Nel 2025 Aosta ha registrato una percentuale di raccolta differenziata dell’80,16 per cento. Il rifiuto urbano residuo cuba a poco più di 3.037 tonnellate. “Pur rappresentando oltre il 20 per cento dei rifiuti complessivamente conferiti a livello regionale – spiega una nota da piazza Chanoux –, il capoluogo produce infatti solo il 16,2 per cento del rifiuto urbano residuo regionale e intercetta quote particolarmente rilevanti di organico, carta, plastica, metalli e tessili”.

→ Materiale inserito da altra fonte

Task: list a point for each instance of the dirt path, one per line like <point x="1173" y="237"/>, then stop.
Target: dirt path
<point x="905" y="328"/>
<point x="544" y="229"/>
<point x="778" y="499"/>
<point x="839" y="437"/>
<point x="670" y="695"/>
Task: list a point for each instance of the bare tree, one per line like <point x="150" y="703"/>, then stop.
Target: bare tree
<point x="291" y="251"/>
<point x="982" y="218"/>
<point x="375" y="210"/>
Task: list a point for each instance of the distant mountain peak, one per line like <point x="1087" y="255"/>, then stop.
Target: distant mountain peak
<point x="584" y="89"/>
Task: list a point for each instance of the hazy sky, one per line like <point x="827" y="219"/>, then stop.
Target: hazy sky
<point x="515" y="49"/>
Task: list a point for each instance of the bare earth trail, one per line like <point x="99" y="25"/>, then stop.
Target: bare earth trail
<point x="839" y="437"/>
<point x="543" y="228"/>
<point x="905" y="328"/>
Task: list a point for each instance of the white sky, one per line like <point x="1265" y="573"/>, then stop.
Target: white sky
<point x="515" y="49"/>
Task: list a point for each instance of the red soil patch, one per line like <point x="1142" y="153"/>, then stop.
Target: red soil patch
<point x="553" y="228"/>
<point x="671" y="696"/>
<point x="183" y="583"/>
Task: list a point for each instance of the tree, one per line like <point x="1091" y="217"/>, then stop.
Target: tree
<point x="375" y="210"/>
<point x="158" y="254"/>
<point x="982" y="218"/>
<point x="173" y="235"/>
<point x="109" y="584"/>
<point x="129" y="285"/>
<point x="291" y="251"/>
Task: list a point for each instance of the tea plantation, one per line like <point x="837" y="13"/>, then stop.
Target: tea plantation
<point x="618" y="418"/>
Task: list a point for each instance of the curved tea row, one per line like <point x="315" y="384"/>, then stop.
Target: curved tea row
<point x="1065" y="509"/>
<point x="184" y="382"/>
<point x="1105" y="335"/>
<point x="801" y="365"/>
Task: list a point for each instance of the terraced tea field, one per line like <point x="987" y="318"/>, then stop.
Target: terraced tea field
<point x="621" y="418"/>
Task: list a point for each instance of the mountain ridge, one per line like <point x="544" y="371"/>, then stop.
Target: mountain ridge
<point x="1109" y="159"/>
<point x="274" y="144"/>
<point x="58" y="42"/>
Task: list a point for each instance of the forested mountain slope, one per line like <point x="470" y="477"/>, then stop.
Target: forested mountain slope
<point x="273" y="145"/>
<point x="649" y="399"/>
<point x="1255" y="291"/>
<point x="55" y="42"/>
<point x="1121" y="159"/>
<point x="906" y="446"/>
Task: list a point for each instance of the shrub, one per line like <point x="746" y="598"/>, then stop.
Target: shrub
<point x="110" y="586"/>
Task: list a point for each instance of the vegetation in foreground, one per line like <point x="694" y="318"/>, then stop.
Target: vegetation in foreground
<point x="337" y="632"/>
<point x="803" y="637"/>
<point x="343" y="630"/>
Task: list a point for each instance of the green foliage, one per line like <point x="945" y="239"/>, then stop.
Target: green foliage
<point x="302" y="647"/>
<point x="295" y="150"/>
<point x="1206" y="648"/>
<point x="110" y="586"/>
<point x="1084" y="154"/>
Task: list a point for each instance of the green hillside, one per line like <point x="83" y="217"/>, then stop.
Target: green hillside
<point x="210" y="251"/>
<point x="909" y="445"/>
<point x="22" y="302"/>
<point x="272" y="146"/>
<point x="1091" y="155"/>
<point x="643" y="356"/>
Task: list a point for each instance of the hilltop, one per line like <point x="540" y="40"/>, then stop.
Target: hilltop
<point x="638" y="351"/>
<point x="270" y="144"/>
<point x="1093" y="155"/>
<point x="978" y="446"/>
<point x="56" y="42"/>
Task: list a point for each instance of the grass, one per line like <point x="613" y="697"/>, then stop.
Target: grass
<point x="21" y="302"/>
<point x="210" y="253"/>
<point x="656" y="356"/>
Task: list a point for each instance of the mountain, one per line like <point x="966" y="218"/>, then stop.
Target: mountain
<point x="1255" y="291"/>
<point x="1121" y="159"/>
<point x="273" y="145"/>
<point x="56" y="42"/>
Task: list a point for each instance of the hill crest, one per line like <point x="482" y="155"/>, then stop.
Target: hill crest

Il Piano economico-finanziario individua per il 2026 un costo complessivo del servizio di raccolta dei rifiuti di 8 milioni 409 mila 775 euro. Di questi, circa 4,37 milioni riguardano i costi fissi e 4,04 milioni circa quelli variabili. I primi comprendono l’organizzazione generale del servizio, lo spazzamento, le dotazioni e la gestione amministrativa. I secondi sono invece collegati in modo più diretto alla raccolta, al trasporto, al conferimento e al trattamento dei rifiuti.

4 risposte

  1. Mi sembra di essere nel regno delle favole, se i cittadini per non pagare le tasse aggiuntive buttano tutto nella plastica e nella carta il Comune canta vittoria perché l’indifferenziata è diminuita, incredibile 🤦🏻‍♂️

  2. Tutto fumo.
    Una sciorinata di numeri e percentuali per far credere che stanno alacremente lavorando al fine di venire incontro alle utenze andando a ricercare il modo migliore di ripartire le spese senza penalizzare maggiormente questa o quella categoria.
    Abbattere i costi non è nel loro vocabolario.
    RIDICOLI!!!

  3. Come lo scorso anno resto fortemente contrariata per il fatto di dover pagare 12 svuotamenti anche se quelli reali sono inferiori.
    Il perché non si possano conteggiare solo quelli effettivi resta un mistero… 🫤

    1. Chi detiene il potere e non è in grado di controllare in modo plastico una situazione, si avvale di strumenti autoritari.